Genomes differ among individuals and species. Evolutionary genomics studies genome variability and genome changes using evolutionary principles. Typical applications include identification of human genome variations associated with diseases and identification of pathogen virulence genes.
Genome changes are studied at two distinct levels: (1) within-species/within-population variations (e.g., human genetic variation), and (2) between-species divergence (e.g., human-mouse comparisons).
The key for analyzing genome variations within species is "population-thinking", the idea that there is no one individual genome that is standard, normal, or disease-free.
The key for comparing genomes across species is "tree-thinking", the idea that evolution happens by diversification (like a branching tree), not by climbing a ladder.
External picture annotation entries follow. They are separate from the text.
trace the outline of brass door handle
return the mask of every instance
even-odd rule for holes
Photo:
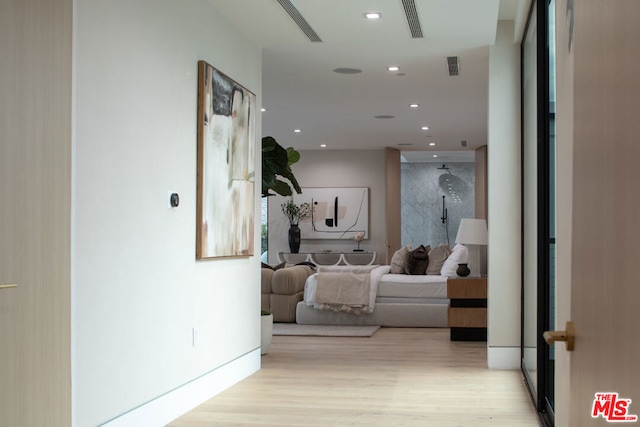
[[[567,345],[567,351],[573,351],[575,346],[576,334],[573,322],[567,322],[565,331],[546,331],[542,334],[547,344],[551,345],[556,341],[564,341]]]

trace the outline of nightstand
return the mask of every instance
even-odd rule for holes
[[[451,341],[486,341],[487,278],[449,278],[447,298]]]

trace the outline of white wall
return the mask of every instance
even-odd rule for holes
[[[520,47],[502,22],[489,48],[488,365],[520,366]]]
[[[377,252],[377,263],[385,260],[385,171],[384,150],[303,150],[300,161],[291,166],[301,187],[368,187],[370,239],[361,243],[365,251]],[[278,262],[278,252],[289,252],[289,223],[280,204],[287,198],[269,198],[269,262]],[[300,252],[345,251],[356,247],[353,240],[305,239]]]
[[[258,256],[196,262],[195,209],[197,61],[259,105],[261,51],[206,0],[76,7],[73,387],[88,426],[259,347]]]

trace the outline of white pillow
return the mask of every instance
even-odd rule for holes
[[[469,250],[465,245],[458,243],[451,250],[451,255],[447,257],[447,260],[442,264],[442,269],[440,270],[441,276],[447,277],[458,277],[456,274],[456,270],[458,269],[458,264],[465,263],[469,260]]]
[[[411,245],[407,245],[404,248],[398,249],[391,257],[391,274],[406,274],[404,265],[407,260],[407,255],[411,251]]]

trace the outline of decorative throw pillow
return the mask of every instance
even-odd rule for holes
[[[469,259],[469,250],[466,246],[458,243],[451,250],[451,255],[447,258],[447,260],[442,264],[442,269],[440,270],[440,274],[442,276],[447,277],[458,277],[456,274],[456,270],[458,269],[458,264],[461,262],[467,262]]]
[[[391,257],[391,274],[406,274],[404,265],[406,264],[407,255],[411,250],[411,245],[398,249]]]
[[[309,262],[309,261],[302,261],[302,262],[297,263],[296,265],[306,265],[308,267],[311,267],[312,270],[316,269],[316,265],[314,263],[312,263],[312,262]]]
[[[451,254],[449,245],[438,245],[429,251],[429,266],[427,274],[439,275],[444,262]]]
[[[281,262],[280,264],[276,265],[273,267],[274,270],[280,270],[281,268],[285,268],[287,267],[287,263],[286,262]]]
[[[424,245],[420,245],[407,254],[404,267],[407,274],[426,274],[429,266],[429,250],[431,250],[431,246],[425,248]]]

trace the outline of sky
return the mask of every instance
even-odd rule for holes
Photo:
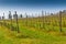
[[[0,15],[7,16],[9,11],[14,14],[38,14],[41,11],[58,12],[59,10],[66,10],[66,0],[0,0]]]

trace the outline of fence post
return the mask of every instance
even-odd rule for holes
[[[16,11],[15,11],[15,21],[16,21],[16,30],[18,30],[18,33],[20,33]]]
[[[62,11],[59,11],[59,30],[62,32]]]

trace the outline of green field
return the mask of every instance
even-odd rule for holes
[[[38,18],[18,19],[16,21],[0,21],[0,44],[66,44],[66,13],[62,18],[62,32],[59,16],[47,15]]]

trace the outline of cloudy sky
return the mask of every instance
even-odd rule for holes
[[[47,12],[57,12],[66,9],[66,0],[0,0],[0,15],[8,15],[9,11],[18,14],[41,13],[42,10]]]

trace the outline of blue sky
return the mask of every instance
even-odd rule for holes
[[[0,0],[0,15],[9,11],[18,11],[18,14],[28,12],[41,13],[42,10],[47,12],[57,12],[66,9],[66,0]]]

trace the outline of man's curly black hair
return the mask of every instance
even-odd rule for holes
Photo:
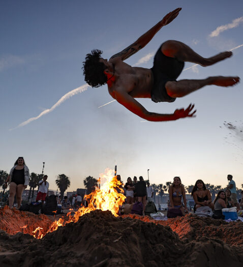
[[[106,67],[99,62],[102,51],[94,49],[87,54],[82,67],[84,80],[92,87],[99,87],[106,83],[107,77],[104,73]]]

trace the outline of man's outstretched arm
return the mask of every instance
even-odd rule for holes
[[[124,50],[115,54],[110,58],[114,58],[120,56],[122,60],[124,61],[132,55],[136,53],[138,51],[141,49],[150,42],[155,34],[163,26],[171,22],[179,14],[181,9],[180,8],[175,9],[171,12],[168,13],[164,18],[159,21],[156,25],[154,26],[144,35],[142,35],[138,39],[134,42],[129,46],[128,46]]]
[[[190,104],[184,109],[176,109],[173,114],[159,114],[148,111],[140,103],[131,97],[129,94],[119,89],[116,91],[115,98],[120,104],[130,111],[139,117],[150,122],[165,122],[175,121],[186,117],[195,117],[196,110],[193,111],[194,105]]]

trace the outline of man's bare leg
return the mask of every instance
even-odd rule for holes
[[[163,53],[167,56],[175,57],[179,61],[196,63],[203,67],[211,65],[232,55],[232,52],[227,51],[206,58],[196,53],[185,44],[174,40],[167,41],[161,49]]]
[[[167,94],[171,97],[183,97],[205,85],[232,86],[239,81],[238,77],[209,77],[203,80],[169,81],[165,84]]]

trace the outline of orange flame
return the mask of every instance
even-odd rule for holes
[[[86,213],[89,213],[95,210],[102,211],[110,211],[115,217],[118,216],[119,206],[124,202],[126,196],[124,195],[124,190],[121,187],[122,183],[118,181],[116,176],[113,177],[113,171],[106,168],[104,174],[100,175],[100,182],[103,185],[100,189],[96,188],[96,190],[89,194],[84,196],[84,199],[88,202],[88,206],[81,206],[74,215],[71,215],[71,212],[74,212],[73,210],[67,214],[69,217],[68,220],[60,218],[58,221],[54,221],[50,226],[46,232],[43,231],[42,228],[38,227],[34,231],[33,236],[38,239],[42,238],[46,233],[56,231],[59,226],[64,226],[71,222],[77,222],[79,217]],[[38,234],[36,233],[39,231]]]

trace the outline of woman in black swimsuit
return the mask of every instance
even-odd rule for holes
[[[214,204],[209,190],[202,180],[197,180],[193,187],[192,196],[195,201],[194,212],[199,207],[208,206],[214,210]]]
[[[6,185],[7,183],[9,184],[9,205],[10,209],[13,207],[15,195],[17,209],[19,209],[22,201],[22,194],[28,185],[29,181],[28,168],[25,165],[23,158],[19,157],[6,182]]]

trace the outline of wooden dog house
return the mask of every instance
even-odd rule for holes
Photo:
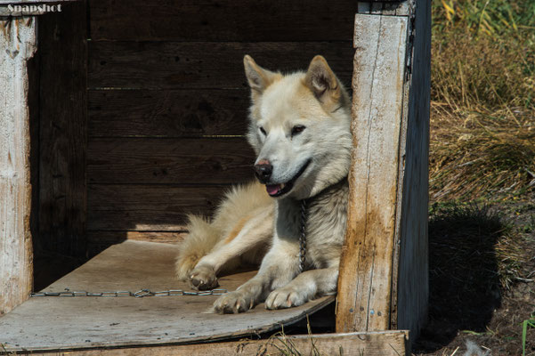
[[[291,343],[409,354],[396,330],[417,334],[428,293],[430,17],[425,0],[0,0],[0,354],[269,352],[277,344],[215,341],[335,300],[220,316],[204,312],[215,295],[120,297],[185,290],[173,278],[184,214],[210,214],[252,179],[246,53],[282,70],[320,53],[353,89],[338,334]],[[117,297],[28,300],[34,249],[94,256],[44,292]]]

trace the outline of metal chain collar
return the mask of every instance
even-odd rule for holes
[[[189,292],[182,289],[169,289],[169,290],[158,290],[152,292],[150,289],[140,289],[137,292],[131,292],[128,290],[118,290],[116,292],[86,292],[83,291],[70,291],[69,288],[65,288],[64,292],[42,292],[42,293],[31,293],[30,297],[44,297],[44,296],[58,296],[58,297],[79,297],[79,296],[100,296],[102,298],[117,298],[124,296],[133,296],[134,298],[142,298],[145,296],[204,296],[204,295],[223,295],[227,293],[226,289],[212,289],[202,292]]]
[[[304,271],[306,255],[306,199],[301,200],[301,235],[299,235],[299,271]]]

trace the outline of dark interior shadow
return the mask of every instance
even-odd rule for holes
[[[496,243],[508,229],[486,206],[433,206],[429,317],[414,352],[437,351],[459,331],[486,331],[501,303]]]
There is no such thing as "advanced" or "primitive" species. All living species have the exact same evolutionary distances/time of divergence since the origin of life.
Case studies from Qiu Lab
- Between-sepcies genome comparisons: Comparative genomics of worldwide Lyme disease pathogens. BorreliaBase (Figure 1)
- Within-population genome comparison: Genomic epidemiology of Group B Streptococcus: Gene gains & losses associated with Group B Streptococcus virulence
- Within-host genome evolution: Evolution of multi-drug antibiotic-resistance Pseudomonas in cancer patients (Figure 2)
Bioinformatics workflow for comparative analysis of bacterial pathogen genomes
- Pathogen isolation -> DNA extraction -> Library preparation -> High-through sequencing
- De novo genome assembly (canu; velvet; etc)
- Identify reference genome from NCBI database (kraken)
- Variant call (bwa; cortex_var; samtools mpileup)
- Infer genome phylogeny (muscle; reXML)
- Annotation (PATRIC)
- Custom genome browser (JavaScript; D3 library for interactive graphics)
Essential bioinformatics skills
- Linux command-line interface (e.g., BASH shell)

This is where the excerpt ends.